1.2.4 Valeur probante et effet préjudiciable
[76] Une fois les conditions d’admissibilité satisfaites, la recevabilité d’une preuve est aussi fonction de sa valeur probante par rapport au préjudice qu’elle cause : R. c. Seaboyer, 1991 CanLII 76 (CSC), [1991] 2 R.C.S. 577, 611; R. c. Sweitzer, 1982 CanLII 23 (CSC), [1982] 1 R.C.S. 949, 953; R. c. Boukhalfa, 2017 ONCA 660, par. 178; R. c. Skeete, 2017 ONCA 926, par. 93.
[77] Dans l’arrêt B. (C.R.), une affaire concernant une preuve de faits similaires, la majorité de la Cour suprême, sous la plume de la juge McLachlin, avait expliqué la difficulté d’évaluer la valeur probante d’une preuve et de soupeser son effet préjudiciable. L’exercice fait appel à la discrétion judiciaire :
La tâche du juge des faits est très difficile et son pouvoir discrétionnaire très grand. Comme le souligne Forbes, op. cit., aux pp. 54 et 55:
[TRADUCTION] En présence d'une preuve de faits similaires produite par la poursuite, un juge doit exercer des fonctions et des pouvoirs d'une très grande complexité. Premièrement, il doit évaluer non seulement la pertinence, mais également le poids de la preuve contestée, bien que cette dernière fonction relève habituellement du jury. Deuxièmement, il doit fusionner en quelque sorte la pertinence et le poids pour obtenir la "valeur probante". Troisièmement, et compte tenu de la présomption d'exclusion, il doit soupeser cette valeur probante, établir un certain équilibre malgré les impondérables, en regard du préjudice que la preuve risque de soulever dans l'esprit des jurés.
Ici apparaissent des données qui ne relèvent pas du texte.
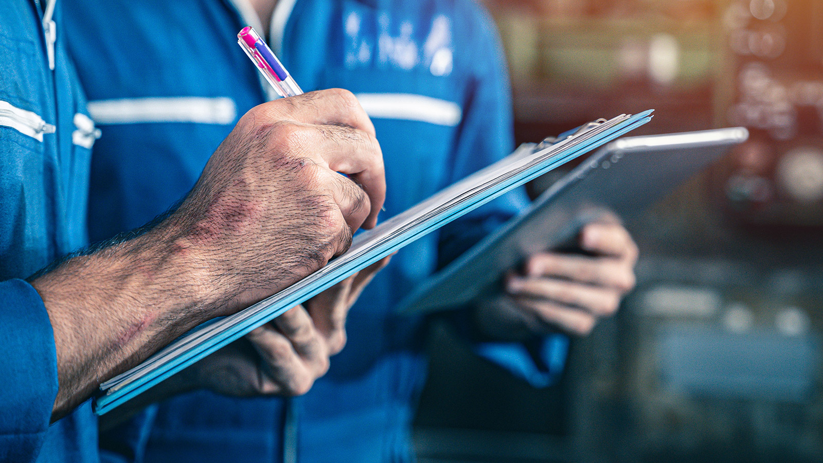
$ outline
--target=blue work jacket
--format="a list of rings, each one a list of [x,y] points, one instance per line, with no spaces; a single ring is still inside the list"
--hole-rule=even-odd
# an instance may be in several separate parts
[[[86,243],[95,140],[60,5],[53,48],[42,7],[0,2],[0,461],[95,462],[97,422],[88,403],[49,426],[54,338],[43,301],[21,279]]]
[[[104,132],[89,226],[105,238],[185,194],[239,116],[272,97],[236,44],[237,32],[259,30],[259,21],[240,0],[75,0],[67,13],[71,50]],[[125,40],[100,40],[111,35],[111,18]],[[489,17],[470,0],[280,0],[270,35],[304,90],[346,88],[372,117],[385,158],[384,217],[514,147],[504,58]],[[395,255],[351,309],[346,348],[288,413],[279,398],[197,391],[109,433],[105,445],[151,462],[270,462],[294,451],[299,461],[408,459],[425,320],[393,307],[526,201],[523,192],[509,195]],[[548,369],[521,344],[478,348],[546,384],[562,363],[556,341],[542,344]],[[123,437],[126,445],[115,442]]]

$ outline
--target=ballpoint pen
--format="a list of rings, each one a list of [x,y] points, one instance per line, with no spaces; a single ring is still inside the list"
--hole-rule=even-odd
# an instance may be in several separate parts
[[[266,41],[254,30],[254,28],[250,26],[244,27],[237,34],[237,43],[249,55],[249,58],[254,63],[263,77],[266,77],[268,83],[272,84],[278,95],[286,98],[303,93],[300,86],[297,85],[295,79],[291,78],[291,75],[274,55],[272,49],[268,48]],[[385,211],[386,208],[383,207],[380,208],[380,210]]]
[[[281,96],[285,98],[303,93],[300,87],[253,28],[250,26],[244,27],[237,35],[237,43]]]

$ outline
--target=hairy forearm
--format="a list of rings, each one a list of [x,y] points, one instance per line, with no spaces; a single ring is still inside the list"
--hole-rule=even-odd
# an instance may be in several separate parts
[[[52,323],[58,419],[100,382],[209,318],[208,270],[174,220],[131,240],[73,257],[31,282]]]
"Le poids relatif de la preuve et du préjudice varie infiniment d'un cas à l'autre et l'opinion d'un juge en particulier dépend de l'impression que lui donne la preuve compte tenu de son expérience et de son propre sens de la justice. Il est inévitable que certaines affaires constituent des cas limites à tel point que différents juges pourront adopter des points de vue divergents à leur sujet et c'est donc le genre d'affaires où la cour hésitera longtemps avant de modifier une décision du juge du procès . . . (L)a solution de la question en litige fait appel dans une très large mesure à l'intuition . . ."
Lorsque le juge du procès a dûment tenu compte de ces préoccupations et a conclu sur son admissibilité, après avoir soupesé la preuve et le préjudice qu'elle était susceptible de causer, les tribunaux d'appel s'abstiennent d'intervenir à la légère.
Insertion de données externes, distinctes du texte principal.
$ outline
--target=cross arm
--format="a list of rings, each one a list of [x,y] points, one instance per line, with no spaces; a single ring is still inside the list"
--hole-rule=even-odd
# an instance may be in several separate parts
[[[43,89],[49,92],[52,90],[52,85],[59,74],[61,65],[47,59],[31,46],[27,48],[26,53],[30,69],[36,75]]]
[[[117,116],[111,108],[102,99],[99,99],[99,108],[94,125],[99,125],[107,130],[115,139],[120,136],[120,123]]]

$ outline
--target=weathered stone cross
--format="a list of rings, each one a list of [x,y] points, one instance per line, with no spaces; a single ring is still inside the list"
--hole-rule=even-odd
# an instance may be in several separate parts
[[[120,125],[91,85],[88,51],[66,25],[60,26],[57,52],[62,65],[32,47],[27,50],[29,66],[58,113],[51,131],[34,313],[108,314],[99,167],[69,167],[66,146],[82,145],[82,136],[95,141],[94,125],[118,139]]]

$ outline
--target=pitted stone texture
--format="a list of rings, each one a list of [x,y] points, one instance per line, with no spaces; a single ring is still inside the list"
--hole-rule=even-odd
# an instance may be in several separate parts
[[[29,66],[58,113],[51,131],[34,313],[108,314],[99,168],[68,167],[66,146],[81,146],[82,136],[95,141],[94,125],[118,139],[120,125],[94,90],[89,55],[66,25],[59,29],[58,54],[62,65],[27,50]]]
R. c. B. (C.R.), 1990 CanLII 142 (CSC), [1990] 1 R.C.S. 717, 733-734.
[78] Dans l’arrêt Seaboyer, la juge McLachlin est revenue sur la question. Elle énumère quatre facteurs pour évaluer le préjudice d’un élément de preuve :
Le professeur McCormick, dans McCormick's Handbook of the Law of Evidence (2e éd. 1972), énonce ce principe, parfois appelé concept de la "pertinence juridique", aux pp. 438 à 440:
[traduction] [...] Toutefois, la pertinence ne suffit pas toujours. On peut se demander si la valeur probante l'emporte sur l'effet préjudiciable. Plusieurs facteurs peuvent amener le tribunal à exclure une preuve pertinente s'ils ont plus de poids que sa valeur probante. Voici quels sont ces facteurs par ordre d'importance. Premièrement, le danger que les faits présentés soulèvent indûment chez le jury des sentiments de préjudice, d'hostilité ou de sympathie. Deuxièmement, la possibilité que la preuve et la contre-preuve soulèvent une question accessoire susceptible de détourner l'attention du jury des principales questions en litige. Troisièmement, le risque que la présentation de la preuve et de la contre-preuve occupe trop de temps. Quatrièmement, le danger que la preuve présentée surprenne l'adversaire qui, n'ayant aucun motif raisonnable de la prévoir, ne serait pas en mesure de la réfuter. [...]
R. c. Seaboyer, 1991 CanLII 76 (CSC), [1991] 2 R.C.S. 577, 611 (soulignements ajoutés).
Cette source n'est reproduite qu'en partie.